The Atari 2600 (or Atari VCS before 1982) is a home video game console by Atari, Inc. Released on September 11, 1977, it is credited with popularizing the use of microprocessor-based hardware and ROM cartridges containing game code, a format first used with the Fairchild Channel F video game console in 1976. This format contrasts with the older model of having non-microprocessor dedicated hardware, which could only play the games that were physically built into the unit.

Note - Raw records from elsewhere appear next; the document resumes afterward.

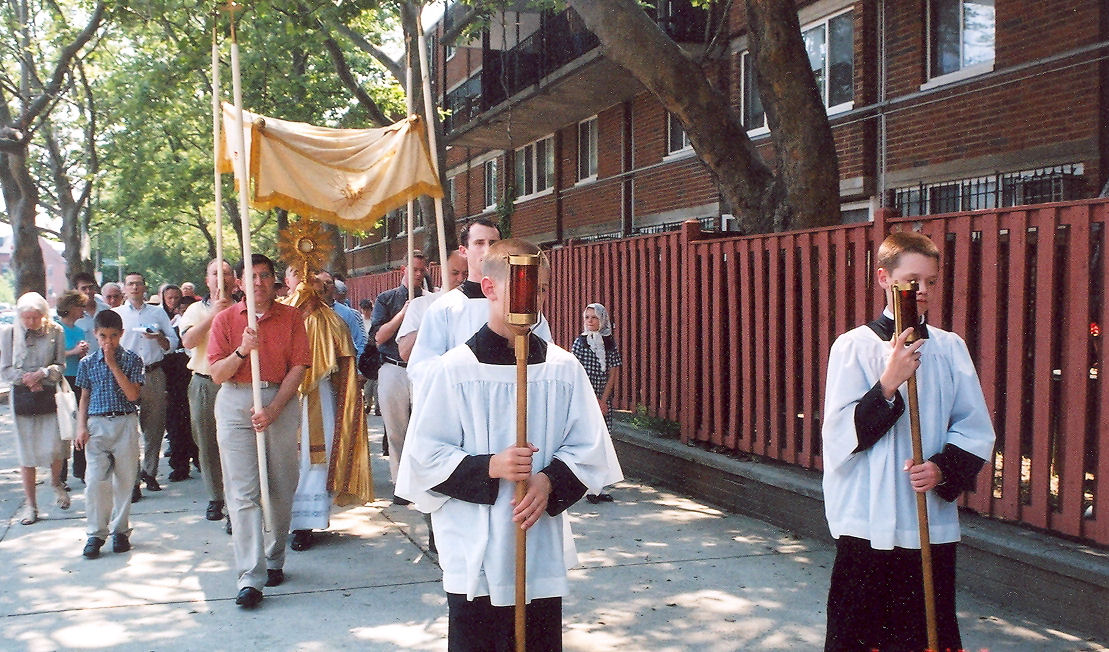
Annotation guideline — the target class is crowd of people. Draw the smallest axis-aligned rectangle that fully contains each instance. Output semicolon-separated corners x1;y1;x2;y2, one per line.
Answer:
0;218;994;650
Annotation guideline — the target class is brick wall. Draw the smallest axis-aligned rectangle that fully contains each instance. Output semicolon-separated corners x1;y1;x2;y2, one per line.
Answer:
416;0;1109;255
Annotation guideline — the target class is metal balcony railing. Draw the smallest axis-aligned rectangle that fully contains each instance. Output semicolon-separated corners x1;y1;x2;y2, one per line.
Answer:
445;0;710;132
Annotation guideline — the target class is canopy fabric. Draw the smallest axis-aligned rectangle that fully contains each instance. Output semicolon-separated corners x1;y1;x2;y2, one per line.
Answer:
220;102;442;231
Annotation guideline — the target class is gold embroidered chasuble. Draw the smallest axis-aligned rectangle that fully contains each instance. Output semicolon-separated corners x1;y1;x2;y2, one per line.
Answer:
279;283;374;506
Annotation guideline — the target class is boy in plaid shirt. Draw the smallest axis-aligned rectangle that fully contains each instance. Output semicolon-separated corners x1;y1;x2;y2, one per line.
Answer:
74;310;143;559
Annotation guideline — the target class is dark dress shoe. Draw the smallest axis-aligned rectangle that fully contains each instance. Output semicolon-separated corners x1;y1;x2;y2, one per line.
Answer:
288;530;312;552
266;568;285;587
112;534;131;552
235;587;262;609
81;537;104;559
142;473;162;491
204;500;223;521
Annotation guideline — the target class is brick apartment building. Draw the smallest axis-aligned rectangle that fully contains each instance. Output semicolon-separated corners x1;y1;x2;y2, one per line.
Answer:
347;0;1109;275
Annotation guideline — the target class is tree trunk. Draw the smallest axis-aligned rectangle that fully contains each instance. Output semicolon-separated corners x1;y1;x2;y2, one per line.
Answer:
747;0;841;231
0;150;47;297
42;121;93;286
567;0;840;233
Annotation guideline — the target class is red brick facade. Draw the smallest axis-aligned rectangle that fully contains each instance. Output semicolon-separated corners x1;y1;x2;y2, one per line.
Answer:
352;0;1109;271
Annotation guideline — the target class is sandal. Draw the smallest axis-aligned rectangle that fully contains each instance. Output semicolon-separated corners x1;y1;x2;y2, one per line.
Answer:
19;505;39;526
54;485;70;509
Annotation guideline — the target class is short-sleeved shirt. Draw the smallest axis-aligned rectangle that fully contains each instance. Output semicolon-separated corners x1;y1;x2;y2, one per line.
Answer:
112;302;181;366
369;285;423;360
207;300;312;383
332;302;366;356
54;318;84;378
74;296;112;354
77;347;143;416
177;297;214;376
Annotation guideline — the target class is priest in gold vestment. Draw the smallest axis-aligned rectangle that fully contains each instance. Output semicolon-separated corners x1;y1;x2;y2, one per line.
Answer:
281;267;374;550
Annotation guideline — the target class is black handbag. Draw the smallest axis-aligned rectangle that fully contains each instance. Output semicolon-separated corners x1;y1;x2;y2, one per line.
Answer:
11;385;58;417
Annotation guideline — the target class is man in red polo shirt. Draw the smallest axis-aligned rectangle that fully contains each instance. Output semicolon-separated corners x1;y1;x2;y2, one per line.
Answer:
207;254;312;608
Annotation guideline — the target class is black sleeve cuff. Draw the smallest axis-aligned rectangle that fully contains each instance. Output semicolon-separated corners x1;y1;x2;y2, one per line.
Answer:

The console was originally sold as the Atari VCS, an abbreviation for Video Computer System. Following the release of the Atari 5200 in 1982, the VCS was renamed to the “Atari 2600”, after the unit’s Atari part number, CX2600. The 2600 was typically bundled with two joystick controllers, a conjoined pair of paddle controllers, and a game cartridge: initially Combat, and later Pac-Man.
|Manufacturer||Atari Inc.||CPU||MOS 6507 @ 1.19 MHz|
|Year Introduced||1977||RAM||128 bytes (4KB ROM)|
|Introductory Price||$199||Storage||None (ROM Cartridge only)|
While not considered a “personal computer”, thanks to a third party manufacturer, Spectravideo, it was possible to write programs on a 2600 in BASIC, and even save and load programs from/to cassette tape. The Spectravideo CompuMate provided a 2600 form factor cartridge with an attached keyboard which included jacks for audio tape connections.